In a FOFA preview less than a week before the changes come into effect, Mr Baker also pointed out that despite the wide-ranging reforms aiming to make the industry more accountable and ethical, the regime won’t necessarily result in more wealthy Australians.
However, if it diminishes the largesse of those selling financial products, that’s not such a bad outcome, he added.
“FOFA may not result in a lot more yachts for Australian investors, and self-direction is no guarantee of that either,” he said. “But it may make them a bit scarcer for those selling financial products. Overall that’s no bad thing.”
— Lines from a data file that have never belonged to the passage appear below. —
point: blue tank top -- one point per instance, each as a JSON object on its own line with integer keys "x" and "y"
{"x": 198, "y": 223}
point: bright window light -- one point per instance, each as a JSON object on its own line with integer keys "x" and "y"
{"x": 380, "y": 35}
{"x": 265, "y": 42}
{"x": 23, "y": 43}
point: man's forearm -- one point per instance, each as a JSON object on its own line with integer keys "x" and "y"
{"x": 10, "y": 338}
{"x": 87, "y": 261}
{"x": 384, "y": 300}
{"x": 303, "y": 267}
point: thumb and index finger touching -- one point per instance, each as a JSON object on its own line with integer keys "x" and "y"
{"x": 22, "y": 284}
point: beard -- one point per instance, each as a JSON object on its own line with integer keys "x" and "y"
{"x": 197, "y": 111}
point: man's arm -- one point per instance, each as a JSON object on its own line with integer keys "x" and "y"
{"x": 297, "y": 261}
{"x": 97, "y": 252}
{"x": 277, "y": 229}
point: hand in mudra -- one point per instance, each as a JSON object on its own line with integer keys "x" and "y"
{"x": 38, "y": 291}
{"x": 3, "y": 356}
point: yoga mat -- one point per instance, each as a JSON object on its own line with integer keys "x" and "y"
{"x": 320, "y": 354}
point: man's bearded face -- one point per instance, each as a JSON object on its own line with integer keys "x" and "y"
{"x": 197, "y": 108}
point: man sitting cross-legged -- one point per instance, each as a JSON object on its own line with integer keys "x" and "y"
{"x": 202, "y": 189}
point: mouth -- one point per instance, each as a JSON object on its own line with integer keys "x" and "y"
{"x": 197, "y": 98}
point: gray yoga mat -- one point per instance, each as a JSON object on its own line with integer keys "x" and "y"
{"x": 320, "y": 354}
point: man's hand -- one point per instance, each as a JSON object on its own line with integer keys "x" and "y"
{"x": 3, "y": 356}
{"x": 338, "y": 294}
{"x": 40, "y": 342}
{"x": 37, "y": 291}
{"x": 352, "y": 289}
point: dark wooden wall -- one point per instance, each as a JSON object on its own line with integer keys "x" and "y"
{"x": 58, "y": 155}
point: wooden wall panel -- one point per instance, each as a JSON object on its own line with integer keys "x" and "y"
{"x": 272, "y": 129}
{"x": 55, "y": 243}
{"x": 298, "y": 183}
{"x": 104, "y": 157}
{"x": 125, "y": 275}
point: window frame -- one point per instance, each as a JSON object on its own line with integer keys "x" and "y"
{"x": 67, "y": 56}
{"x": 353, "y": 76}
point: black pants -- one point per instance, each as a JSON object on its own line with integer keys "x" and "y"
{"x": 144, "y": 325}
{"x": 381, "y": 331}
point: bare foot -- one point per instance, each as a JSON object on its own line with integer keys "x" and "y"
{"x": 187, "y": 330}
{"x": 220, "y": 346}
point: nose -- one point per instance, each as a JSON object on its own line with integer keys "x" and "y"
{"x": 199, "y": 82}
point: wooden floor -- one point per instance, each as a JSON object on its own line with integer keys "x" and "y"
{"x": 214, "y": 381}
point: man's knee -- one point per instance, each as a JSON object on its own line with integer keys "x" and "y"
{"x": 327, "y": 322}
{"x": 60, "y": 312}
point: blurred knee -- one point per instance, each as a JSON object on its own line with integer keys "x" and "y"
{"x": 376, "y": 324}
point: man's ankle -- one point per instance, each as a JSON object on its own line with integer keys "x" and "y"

Mr Baker also cautioned the industry not to expect a likely change of government in September to greatly diminish FOFA’s impact. If there is a change, it’s more likely to be the speed of change rather than the direction, he added.
He described the changes as “perhaps the most far-reaching industry reform since compulsory superannuation”, leaving the Stronger Super reforms in the shade.
While it will take years to see the full effects, key parts of the reforms have had a major impact already, he said.
The unbundling of commissions and product pricing has removed the advantage of the not-for-profit sector and has resulted in significant drops in go-forward retail product pricing.
Changes to remuneration models have created a unique situation where sales staff can’t be remunerated based on sales success, meaning wholesale changes to assessment and reward structures.
The conflicted remuneration measures have begun reshaping business models and pushed more vertical integration – such as the purchase of Count Financial by CBA – showing how hard it would be for businesses based on old remuneration models to transform for a post-FOFA world.
The reforms are also reshaping institutions more broadly, with many taking a conservative approach and re-setting the relationship between institution and planner in favour of the institution, he said.